Çevrimdışı maviadige

  • **
  • 161
  • Rom: 4
    • Profili Görüntüle
Ynt: Daha Fazla Nefes
« Yanıtla #1 : 06 Nisan 2016, 22:32:33 »
Hikaye genel olarak iyiydi. Hikaye farklı bir dünyada geçtiği için biraz daha detay olsa iyi olabilirdi. Daha çok karakterin dedesi ile olan bağı üzerineydi. Dedenin sağlam duruşunu ve kişiliğini sevdim.

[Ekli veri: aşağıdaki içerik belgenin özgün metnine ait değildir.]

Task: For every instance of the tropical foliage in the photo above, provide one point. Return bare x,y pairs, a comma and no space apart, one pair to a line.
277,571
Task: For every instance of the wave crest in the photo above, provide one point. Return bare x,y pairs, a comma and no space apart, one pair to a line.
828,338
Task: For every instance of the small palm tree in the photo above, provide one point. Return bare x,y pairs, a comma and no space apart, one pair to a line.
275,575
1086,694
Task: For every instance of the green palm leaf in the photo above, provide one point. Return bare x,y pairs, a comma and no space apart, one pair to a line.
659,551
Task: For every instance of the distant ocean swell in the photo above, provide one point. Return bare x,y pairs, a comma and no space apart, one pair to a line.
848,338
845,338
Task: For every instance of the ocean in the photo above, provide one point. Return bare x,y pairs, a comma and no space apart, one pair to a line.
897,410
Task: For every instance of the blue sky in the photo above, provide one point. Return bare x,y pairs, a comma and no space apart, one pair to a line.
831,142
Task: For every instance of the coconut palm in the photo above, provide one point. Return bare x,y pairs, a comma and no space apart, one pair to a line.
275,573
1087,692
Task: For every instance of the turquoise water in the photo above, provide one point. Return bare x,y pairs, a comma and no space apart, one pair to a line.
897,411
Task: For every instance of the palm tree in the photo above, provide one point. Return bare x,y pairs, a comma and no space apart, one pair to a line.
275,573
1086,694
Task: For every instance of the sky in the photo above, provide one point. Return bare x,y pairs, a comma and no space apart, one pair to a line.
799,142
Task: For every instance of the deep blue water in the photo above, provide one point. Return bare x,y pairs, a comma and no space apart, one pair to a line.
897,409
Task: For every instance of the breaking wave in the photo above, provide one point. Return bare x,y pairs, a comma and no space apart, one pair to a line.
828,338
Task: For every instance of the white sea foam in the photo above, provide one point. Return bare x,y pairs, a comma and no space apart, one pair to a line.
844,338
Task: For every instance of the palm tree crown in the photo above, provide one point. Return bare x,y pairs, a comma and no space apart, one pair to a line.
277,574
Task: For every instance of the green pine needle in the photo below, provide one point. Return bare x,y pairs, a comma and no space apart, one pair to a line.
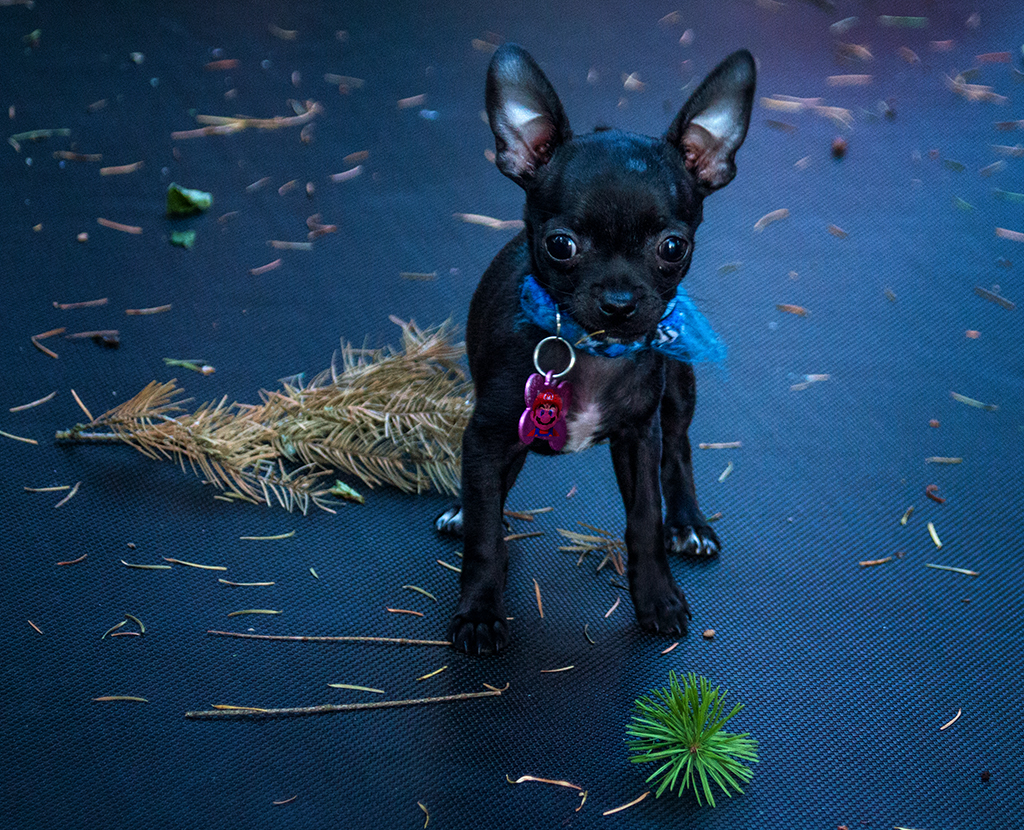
681,729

Diğer insanları da merak etmedim değil. Daha doğrusu katı kuralların olduğu bir dünyada kimse daha önce isyan etmemiş mi onu merak ettim. Ya da geçmişte birileri karşı koymuşsa bile neler yaşanmış? Son paragrafta ise karakterin planı biraz kafama takıldı. Belki ben kafamda tam oturtamadım, neden o demir sopayı kimse uzun süre fark etmeyecek? Yine de son kısmı sevdim. Hikayeye farklı bir yön ve heyecan katmış. Devam edecek mi peki hikaye? Böyle sezon finali gibi olmuş biraz. Gerisinde yaşanacak olayları merak ettim. :)
Yakından bakarsan güzelleşecek.
Uzun süre bakarsan sevimli olacak.
Sen de aynısın...

-School 2013-

Çevrimdışı milenya

  • **
  • 260
  • Rom: 6
  • Belki de Tanrı bize inanmıyor!
    • Profili Görüntüle
Ynt: Daha Fazla Nefes
« Yanıtla #2 : 06 Nisan 2016, 23:15:50 »
Okuduğunuz ve yorumladığınız için çok teşekkür ederim.
Hikayenin eksik taraflarının farkındayım. Özellikle bir isyan kesinlikle gerekliydi ama zaten bu da bir nevi isyan hikayesi. :) Neyse, aslında bunu başta kubbe dediğim yapıyı anlatmak istediğim için yazıyordum sonra bir öykü içinde yapmak istedim bunu. Uzun olmasın diye her konuya değinmek istemedim. Uzun öyküler paylaşmak istemiyorum fazlaca zaman ve efor istiyor okuyan açısından. (İnfilak eden bir kubbeden bahsettim sadece. İsyanı onun üzerinden yazmayı düşündüm ama vazgeçtim.)
Kubbede unutulmaya yüz tutmuş (otomasyon dışı kalmış), içerideki temiz havayı koruyan pervanelere sıkıştırılmış bir çubuk kolay fark edilmeyecektir diye düşündüm. Çıkarttığı yangınla beraber içeride oksijen azalırken, pervaneler çalışmadığı için de hava filtrelenmeyecekti... Belki de hikayenin sonuna yaklaştıkça acele etmişimdir. :)
Bu benim ilk post-apokaliptik denemem. Okuyan bir kaç arkadaşım da bunun bir giriş hikayesi olduğunu söylemişti ama ben devam düşünmüyorum. Kubbeyi bu hikayede tasarladım -amaç da buydu- ileride kullanırım başka hikayelerde orası ayrı.